Her youngest daughter, who was born in Thailand, will graduate as a medical doctor May 15. Her other daughters are a pharmacist and business owner.

Buddhism, which has been called the religion of reason and meditation, is practiced by as many as 500 million people around the world.

It was founded in India about 2,500 years ago by Siddharta Gautama, who once said, “I teach only two things, zero disciples, the fact of suffering and the possibility of escape from suffering.”

The Buddha said that suffering and dissatisfaction come “to human beings because they are possessive, greedy and, above all, self-centered,” Nancy Wilson Ross explained in her book, “Three Ways of Asian Wisdom.”

Egocentrism, possessiveness and greed can, however, be understood, overcome and rooted out through an eight-fold path of behavior in thought, deed and word that the Buddha taught, according to Ross.

1. No killing.

2. No stealing.

3. No lying.

4. No sexual misconduct.

5. No use of intoxicants.

Hue says he encourages his congregation members to meditate and clear their minds of daily clutter and to live a life of love and compassion.

On a recent Sunday, Hue led the congregation through a series of chants designed to do just that.

“When you strive to think of nothing, it helps you remember everything,” Hue said.

The group of about 25 men and women followed the monk as he lead them through a series of chants, palms placed together prayerfully.

As they chanted, the worshippers continually move from sitting to kneeling to standing and then deeply bowing on the floor, before starting over again.

A nun, Thich Nu Dieu Thanh, provided a tap-tap rhythm on a kind of resonant drum.

After the service, members shared a vegetarian meal and socialized, most of the conversation in their native Vietnamese.

One of the congregation members, Hoa Pham, who works as a lab technician at a local hospital, said her faith helps her find peace, to forget herself and to help others.

Among those who found peace in the congregation is 15-year-old Minh Bao, a Sarasota High School student who said he once had an anger problem.

“I listen to the teachings of Buddha and I start to understand and calm myself down,” the polite, soft-spoken teen said.

“My parents don’t care if I am a Buddhist or a Christian.

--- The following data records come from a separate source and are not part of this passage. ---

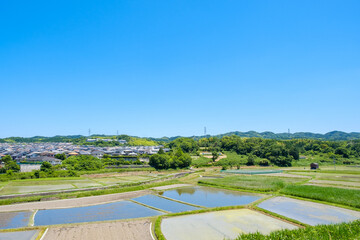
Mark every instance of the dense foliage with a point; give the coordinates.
(82, 163)
(10, 165)
(177, 159)
(186, 144)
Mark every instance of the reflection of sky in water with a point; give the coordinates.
(103, 212)
(19, 235)
(210, 197)
(308, 212)
(14, 219)
(164, 204)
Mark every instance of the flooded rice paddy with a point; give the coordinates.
(309, 212)
(102, 212)
(210, 197)
(164, 204)
(14, 219)
(21, 235)
(220, 225)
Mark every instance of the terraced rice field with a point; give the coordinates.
(220, 225)
(19, 235)
(48, 185)
(309, 212)
(164, 200)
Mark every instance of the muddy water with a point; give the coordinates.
(220, 225)
(210, 197)
(14, 219)
(103, 212)
(309, 212)
(21, 235)
(164, 204)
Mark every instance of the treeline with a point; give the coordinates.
(278, 152)
(175, 159)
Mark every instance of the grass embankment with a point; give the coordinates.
(349, 197)
(131, 187)
(324, 232)
(201, 162)
(157, 226)
(257, 183)
(342, 171)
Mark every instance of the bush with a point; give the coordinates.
(264, 162)
(251, 160)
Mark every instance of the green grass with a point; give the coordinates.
(350, 171)
(257, 183)
(343, 231)
(349, 197)
(129, 188)
(201, 162)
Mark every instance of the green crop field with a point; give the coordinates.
(348, 197)
(343, 231)
(55, 184)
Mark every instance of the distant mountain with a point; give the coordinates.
(330, 136)
(334, 135)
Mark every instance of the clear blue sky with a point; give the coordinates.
(165, 68)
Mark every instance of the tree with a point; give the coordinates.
(60, 156)
(12, 165)
(294, 152)
(6, 159)
(83, 163)
(215, 155)
(46, 167)
(161, 151)
(251, 160)
(159, 161)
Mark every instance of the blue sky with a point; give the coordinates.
(165, 68)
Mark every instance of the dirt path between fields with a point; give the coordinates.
(74, 202)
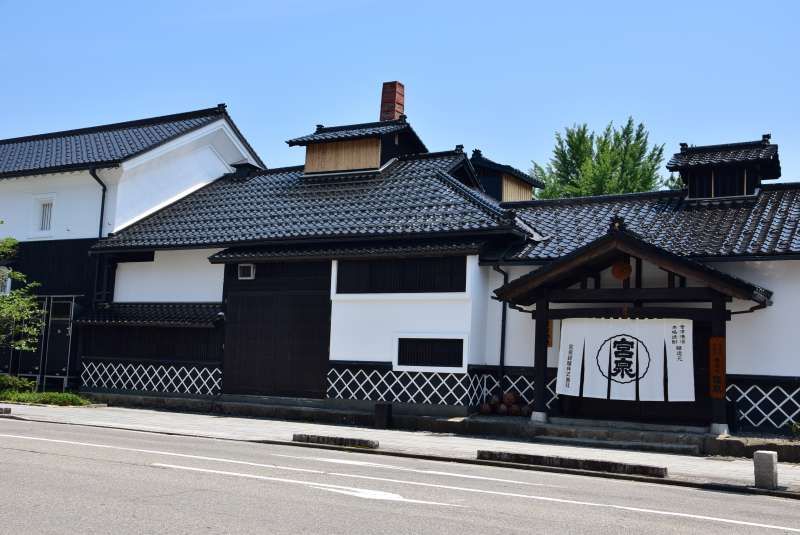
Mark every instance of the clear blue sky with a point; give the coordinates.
(500, 76)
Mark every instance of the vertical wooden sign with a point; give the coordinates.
(716, 367)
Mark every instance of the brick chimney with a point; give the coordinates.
(392, 101)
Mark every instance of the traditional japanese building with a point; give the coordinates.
(382, 271)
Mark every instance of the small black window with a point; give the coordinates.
(246, 271)
(402, 275)
(61, 310)
(440, 352)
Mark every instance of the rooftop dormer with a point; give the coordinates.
(364, 146)
(729, 170)
(503, 182)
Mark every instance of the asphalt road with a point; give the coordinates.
(63, 478)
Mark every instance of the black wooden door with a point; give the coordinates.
(277, 330)
(696, 412)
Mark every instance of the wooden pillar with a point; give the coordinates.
(718, 367)
(539, 413)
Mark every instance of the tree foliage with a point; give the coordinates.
(20, 313)
(617, 160)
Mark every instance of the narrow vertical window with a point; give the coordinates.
(5, 280)
(45, 216)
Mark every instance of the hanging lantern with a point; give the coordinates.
(621, 269)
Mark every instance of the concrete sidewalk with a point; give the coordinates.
(713, 470)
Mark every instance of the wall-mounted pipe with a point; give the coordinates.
(93, 172)
(502, 367)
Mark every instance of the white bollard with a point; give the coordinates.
(765, 466)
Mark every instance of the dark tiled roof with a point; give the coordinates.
(413, 196)
(765, 225)
(522, 289)
(100, 146)
(479, 160)
(749, 151)
(351, 131)
(198, 315)
(348, 250)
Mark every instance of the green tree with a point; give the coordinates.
(20, 313)
(617, 160)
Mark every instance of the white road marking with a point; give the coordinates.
(463, 489)
(415, 470)
(574, 502)
(367, 494)
(167, 453)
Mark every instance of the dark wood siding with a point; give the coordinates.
(404, 275)
(153, 343)
(60, 266)
(277, 330)
(441, 352)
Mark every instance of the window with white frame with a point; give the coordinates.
(43, 216)
(246, 271)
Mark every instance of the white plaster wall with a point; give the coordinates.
(173, 276)
(76, 206)
(158, 182)
(365, 327)
(765, 341)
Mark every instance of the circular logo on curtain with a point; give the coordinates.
(623, 358)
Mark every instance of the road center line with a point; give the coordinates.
(575, 502)
(166, 453)
(367, 464)
(367, 494)
(463, 489)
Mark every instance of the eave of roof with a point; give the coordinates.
(326, 251)
(623, 240)
(761, 227)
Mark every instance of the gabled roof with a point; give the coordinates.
(748, 151)
(415, 196)
(766, 225)
(603, 250)
(195, 315)
(355, 131)
(480, 161)
(102, 146)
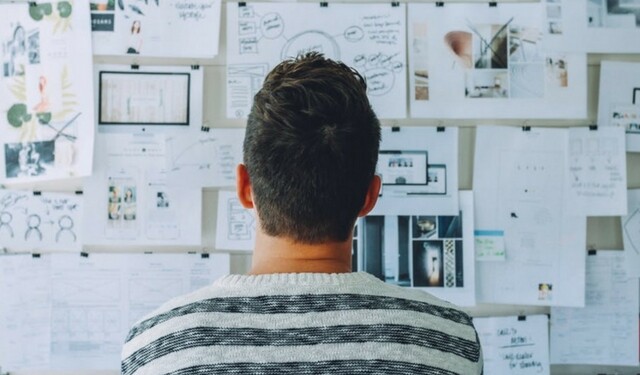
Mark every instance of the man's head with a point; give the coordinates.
(311, 149)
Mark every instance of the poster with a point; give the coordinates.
(177, 28)
(479, 61)
(520, 183)
(46, 108)
(370, 38)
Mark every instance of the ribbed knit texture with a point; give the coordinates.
(303, 324)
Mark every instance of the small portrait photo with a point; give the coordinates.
(424, 226)
(129, 203)
(161, 200)
(544, 292)
(428, 269)
(28, 158)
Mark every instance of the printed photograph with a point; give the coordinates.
(424, 226)
(557, 72)
(490, 46)
(28, 158)
(487, 84)
(427, 263)
(388, 259)
(524, 44)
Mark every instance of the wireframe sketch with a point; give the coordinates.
(144, 98)
(46, 107)
(180, 28)
(42, 222)
(369, 39)
(236, 226)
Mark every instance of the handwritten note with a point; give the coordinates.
(514, 345)
(605, 331)
(204, 159)
(489, 245)
(597, 171)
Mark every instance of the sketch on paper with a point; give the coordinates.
(46, 110)
(236, 226)
(156, 28)
(480, 60)
(434, 252)
(204, 158)
(368, 38)
(418, 169)
(48, 221)
(619, 100)
(133, 203)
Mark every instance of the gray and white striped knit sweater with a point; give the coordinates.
(303, 324)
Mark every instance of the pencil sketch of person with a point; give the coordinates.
(135, 39)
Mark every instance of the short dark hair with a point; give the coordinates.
(311, 149)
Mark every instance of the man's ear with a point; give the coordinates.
(372, 196)
(243, 187)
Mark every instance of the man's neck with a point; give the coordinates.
(282, 255)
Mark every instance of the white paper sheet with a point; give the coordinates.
(419, 171)
(204, 158)
(236, 226)
(46, 126)
(519, 187)
(74, 312)
(475, 61)
(25, 312)
(597, 171)
(178, 28)
(40, 221)
(631, 233)
(132, 99)
(429, 251)
(369, 37)
(594, 26)
(605, 331)
(514, 345)
(619, 99)
(131, 201)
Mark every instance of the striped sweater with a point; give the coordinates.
(303, 324)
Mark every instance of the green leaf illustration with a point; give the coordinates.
(44, 117)
(18, 115)
(38, 11)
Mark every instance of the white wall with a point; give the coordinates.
(602, 233)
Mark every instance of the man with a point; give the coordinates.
(310, 154)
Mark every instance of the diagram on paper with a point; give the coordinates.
(204, 158)
(236, 227)
(49, 221)
(370, 39)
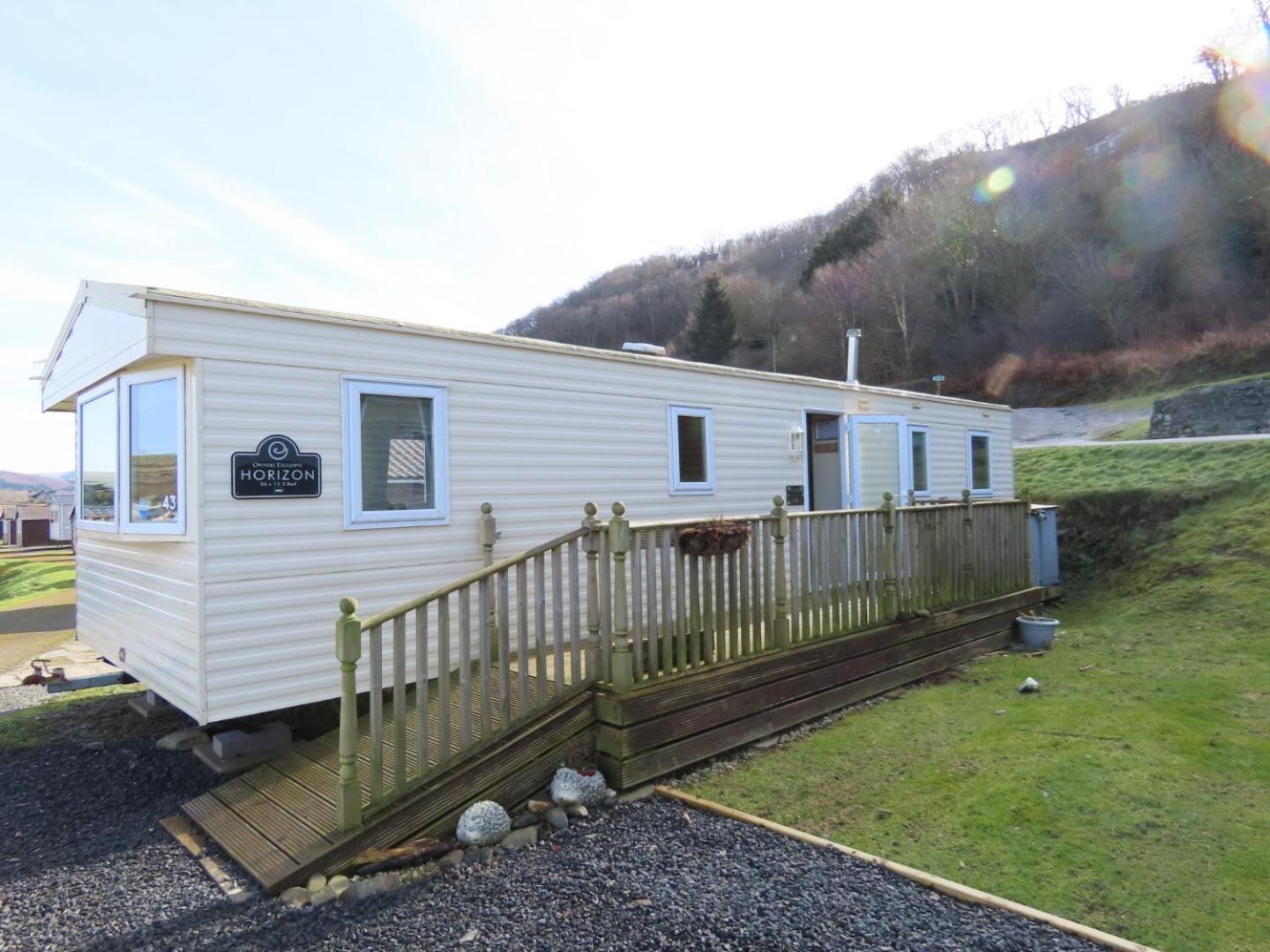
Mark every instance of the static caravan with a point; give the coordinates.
(243, 466)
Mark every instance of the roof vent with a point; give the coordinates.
(634, 348)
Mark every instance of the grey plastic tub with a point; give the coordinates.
(1036, 632)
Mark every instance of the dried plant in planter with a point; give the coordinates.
(714, 537)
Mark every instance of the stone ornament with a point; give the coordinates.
(482, 824)
(572, 787)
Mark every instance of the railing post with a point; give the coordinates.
(348, 651)
(780, 532)
(968, 547)
(889, 541)
(488, 537)
(592, 547)
(619, 544)
(1027, 530)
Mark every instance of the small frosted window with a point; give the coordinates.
(981, 462)
(921, 461)
(691, 437)
(398, 462)
(692, 450)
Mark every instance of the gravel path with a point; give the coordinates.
(84, 865)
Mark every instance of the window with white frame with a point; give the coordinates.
(978, 462)
(98, 470)
(132, 455)
(920, 449)
(691, 444)
(395, 453)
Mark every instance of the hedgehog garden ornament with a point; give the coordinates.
(482, 824)
(572, 787)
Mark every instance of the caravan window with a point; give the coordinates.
(920, 443)
(691, 444)
(131, 455)
(395, 464)
(98, 456)
(153, 427)
(978, 462)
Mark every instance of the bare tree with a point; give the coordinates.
(1042, 113)
(1077, 106)
(1218, 63)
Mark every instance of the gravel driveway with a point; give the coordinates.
(84, 865)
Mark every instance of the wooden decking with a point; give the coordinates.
(279, 820)
(669, 725)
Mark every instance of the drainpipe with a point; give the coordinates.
(852, 354)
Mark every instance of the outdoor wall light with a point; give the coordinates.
(796, 442)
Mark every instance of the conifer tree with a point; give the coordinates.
(713, 335)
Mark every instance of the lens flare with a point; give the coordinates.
(1143, 170)
(1244, 111)
(995, 184)
(1002, 374)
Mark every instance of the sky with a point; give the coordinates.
(459, 164)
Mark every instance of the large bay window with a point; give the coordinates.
(691, 446)
(131, 455)
(395, 453)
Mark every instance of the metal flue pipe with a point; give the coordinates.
(852, 354)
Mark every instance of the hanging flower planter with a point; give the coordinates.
(714, 537)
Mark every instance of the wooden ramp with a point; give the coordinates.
(279, 820)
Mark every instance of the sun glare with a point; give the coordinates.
(995, 184)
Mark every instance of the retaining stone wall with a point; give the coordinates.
(1214, 410)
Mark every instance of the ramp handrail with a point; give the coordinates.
(460, 680)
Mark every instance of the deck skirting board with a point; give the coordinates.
(780, 695)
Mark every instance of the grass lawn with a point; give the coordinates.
(26, 577)
(37, 605)
(1132, 792)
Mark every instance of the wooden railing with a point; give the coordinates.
(623, 605)
(464, 666)
(800, 576)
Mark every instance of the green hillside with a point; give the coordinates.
(1120, 254)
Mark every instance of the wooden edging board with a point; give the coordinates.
(949, 888)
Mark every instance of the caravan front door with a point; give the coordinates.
(878, 460)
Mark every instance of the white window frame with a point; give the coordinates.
(969, 462)
(920, 493)
(88, 397)
(678, 487)
(355, 517)
(123, 498)
(906, 457)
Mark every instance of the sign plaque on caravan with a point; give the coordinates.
(277, 469)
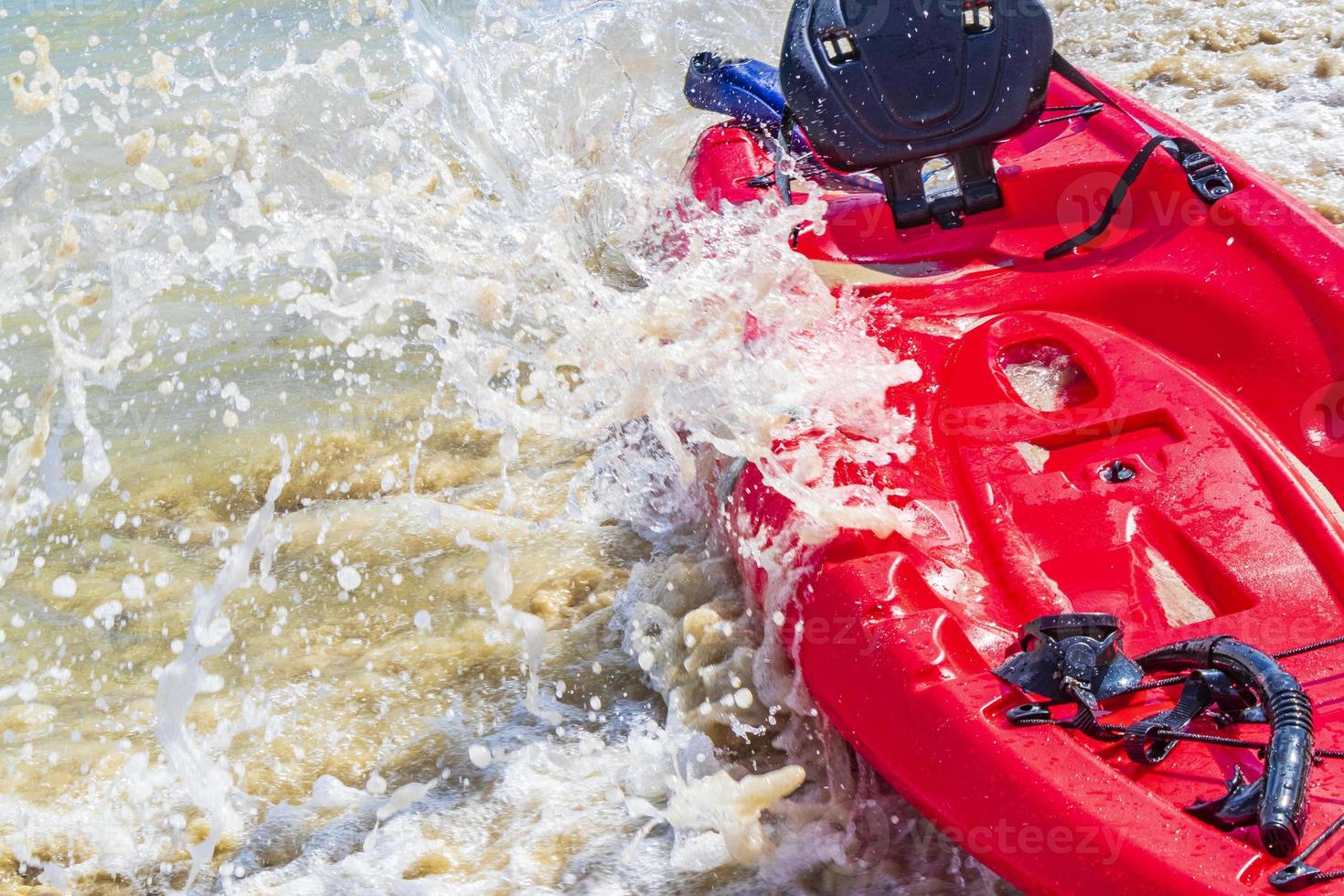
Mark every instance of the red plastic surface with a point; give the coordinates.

They just want me to be a good person,” Bao said.

Even though there is a sense of peace and happiness among congregation members, they have not been spared the tough economy.

Phong was laid off from her job as a machine worker in October and has been unable to find another job.

The Rev. Hue says that he counsels his congregation not to allow worry to consume them.

“A lot of people are in the same situation. I tell them not to worry, but to come out and pray to find peace,” he said.